Nie ging es bei ihr um irgendetwas, das wirklich wichtig war. In der Kirchengemeinde überlegten wir uns Aktionen, wie wir Geld sammeln konnten für Menschen in der Dritten Welt. Kerstin war bei Greenpeace, Mama kümmerte sich um die alten Gemeindemitglieder und war zusammen mit Papa in der Pflegeelterngruppe aktiv. Sie half jedem, dem sie irgendwie helfen konnte. Und was tat meine Mutter? Sie lackierte sich die Nägel. Und pfuschte in mein Leben rein.
Ich nahm den Stift, schrieb in die Mitte der aufgeklappten Karte
Herzlichen Glückwunsch!
Janine
klappte die Karte zu, steckte sie in das Kuvert und klebte es zu. Dann schrieb ich ihre Adresse auf die Vorderseite und meine auf die Rückseite. Ich ging nach unten.

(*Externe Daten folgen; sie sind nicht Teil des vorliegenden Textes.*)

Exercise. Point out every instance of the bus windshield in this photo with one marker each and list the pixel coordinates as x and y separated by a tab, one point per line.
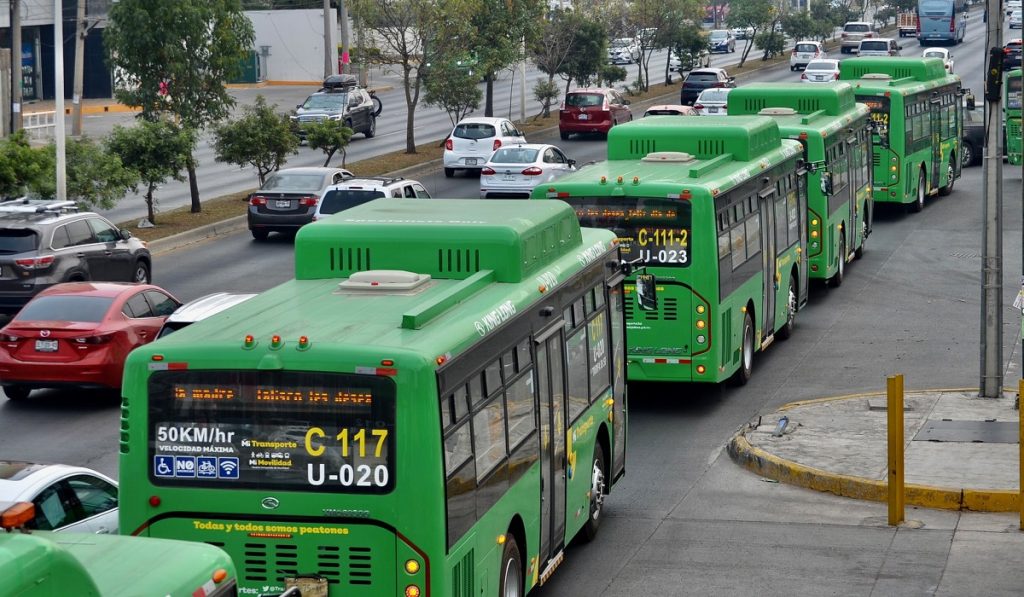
295	430
655	230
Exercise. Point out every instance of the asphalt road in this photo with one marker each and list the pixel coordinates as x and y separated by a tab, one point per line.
685	520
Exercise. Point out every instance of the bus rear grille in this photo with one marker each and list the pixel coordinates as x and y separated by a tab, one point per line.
459	260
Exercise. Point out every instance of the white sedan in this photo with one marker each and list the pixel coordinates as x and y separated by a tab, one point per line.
513	171
943	54
67	498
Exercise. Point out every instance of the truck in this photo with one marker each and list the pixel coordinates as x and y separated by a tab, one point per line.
907	24
44	563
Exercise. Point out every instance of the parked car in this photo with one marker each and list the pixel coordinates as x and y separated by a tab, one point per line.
592	111
942	54
513	171
473	139
721	40
670	110
79	334
340	98
713	101
624	51
824	71
201	308
881	46
853	32
288	198
67	498
804	52
700	79
43	243
359	190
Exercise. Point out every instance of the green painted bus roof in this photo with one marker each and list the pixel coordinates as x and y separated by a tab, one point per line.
745	137
828	99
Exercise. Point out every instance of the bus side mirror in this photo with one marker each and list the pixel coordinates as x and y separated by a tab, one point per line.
646	292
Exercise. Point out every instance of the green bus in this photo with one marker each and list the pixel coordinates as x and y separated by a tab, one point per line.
1012	115
434	406
44	563
835	131
714	211
915	109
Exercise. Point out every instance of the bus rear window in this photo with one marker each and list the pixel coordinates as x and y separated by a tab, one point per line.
654	229
302	431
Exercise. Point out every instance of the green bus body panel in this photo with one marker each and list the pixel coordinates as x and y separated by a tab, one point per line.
532	251
394	235
745	138
55	564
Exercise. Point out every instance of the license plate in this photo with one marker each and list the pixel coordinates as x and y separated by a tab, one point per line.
46	345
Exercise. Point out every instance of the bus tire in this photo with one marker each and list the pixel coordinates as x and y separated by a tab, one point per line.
510	580
745	370
791	312
597	493
945	190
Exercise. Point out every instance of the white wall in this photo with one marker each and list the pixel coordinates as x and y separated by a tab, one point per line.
296	40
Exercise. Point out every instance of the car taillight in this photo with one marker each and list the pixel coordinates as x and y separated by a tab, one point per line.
36	263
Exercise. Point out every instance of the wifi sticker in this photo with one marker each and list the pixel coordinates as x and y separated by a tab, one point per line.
228	467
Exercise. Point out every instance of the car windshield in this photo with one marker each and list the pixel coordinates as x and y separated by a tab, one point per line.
326	101
340	200
584	99
515	156
293	182
13	241
66	308
474	130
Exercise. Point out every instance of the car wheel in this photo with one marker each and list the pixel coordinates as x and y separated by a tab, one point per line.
16	392
141	274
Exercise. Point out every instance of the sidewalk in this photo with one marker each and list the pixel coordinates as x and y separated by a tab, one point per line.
962	452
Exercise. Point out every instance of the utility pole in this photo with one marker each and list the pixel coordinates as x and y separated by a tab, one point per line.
991	190
15	65
76	99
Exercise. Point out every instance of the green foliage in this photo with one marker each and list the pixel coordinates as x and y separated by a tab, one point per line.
156	150
261	138
23	167
330	136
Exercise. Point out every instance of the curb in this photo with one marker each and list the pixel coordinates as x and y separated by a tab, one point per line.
770	466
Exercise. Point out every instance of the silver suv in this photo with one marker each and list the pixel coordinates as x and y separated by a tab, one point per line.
43	243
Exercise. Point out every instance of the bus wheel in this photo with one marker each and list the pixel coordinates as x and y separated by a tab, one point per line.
919	204
949	180
511	570
791	312
596	495
745	370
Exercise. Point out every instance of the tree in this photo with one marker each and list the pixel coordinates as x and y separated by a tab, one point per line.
261	138
329	135
179	53
156	150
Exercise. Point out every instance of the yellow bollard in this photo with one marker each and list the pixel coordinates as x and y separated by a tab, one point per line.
894	410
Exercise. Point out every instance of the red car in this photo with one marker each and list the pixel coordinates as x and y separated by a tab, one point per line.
592	111
79	334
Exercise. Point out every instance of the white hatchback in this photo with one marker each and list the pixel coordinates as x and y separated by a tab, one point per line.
514	170
474	139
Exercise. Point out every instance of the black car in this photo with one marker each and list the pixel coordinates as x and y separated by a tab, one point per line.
43	243
340	98
701	79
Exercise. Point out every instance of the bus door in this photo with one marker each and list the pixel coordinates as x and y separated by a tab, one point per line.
768	260
551	393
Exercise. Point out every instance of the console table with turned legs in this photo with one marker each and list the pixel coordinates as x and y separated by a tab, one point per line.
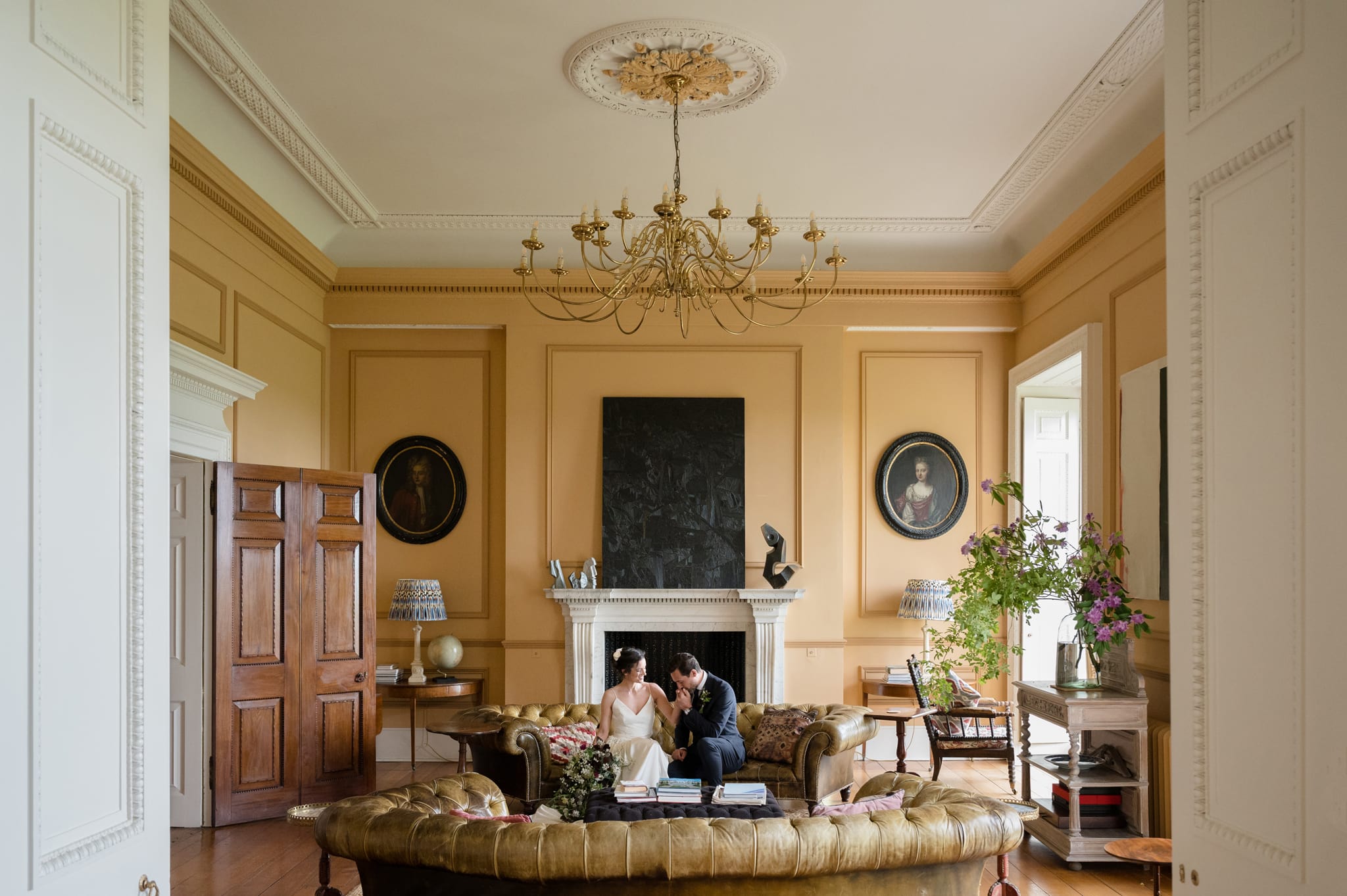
1086	715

»Mama! Nimmst du die noch mit zur Post?« Ich hielt Mama die Karte hin.
Sie lächelte. »Da bin ich aber erleichtert! Gut, dass du das noch gemacht hast!« Mama steckte die Karte in ihre Handtasche. Ich ging wieder in mein Zimmer. Wenig später hörte ich die Haustür zuschnappen.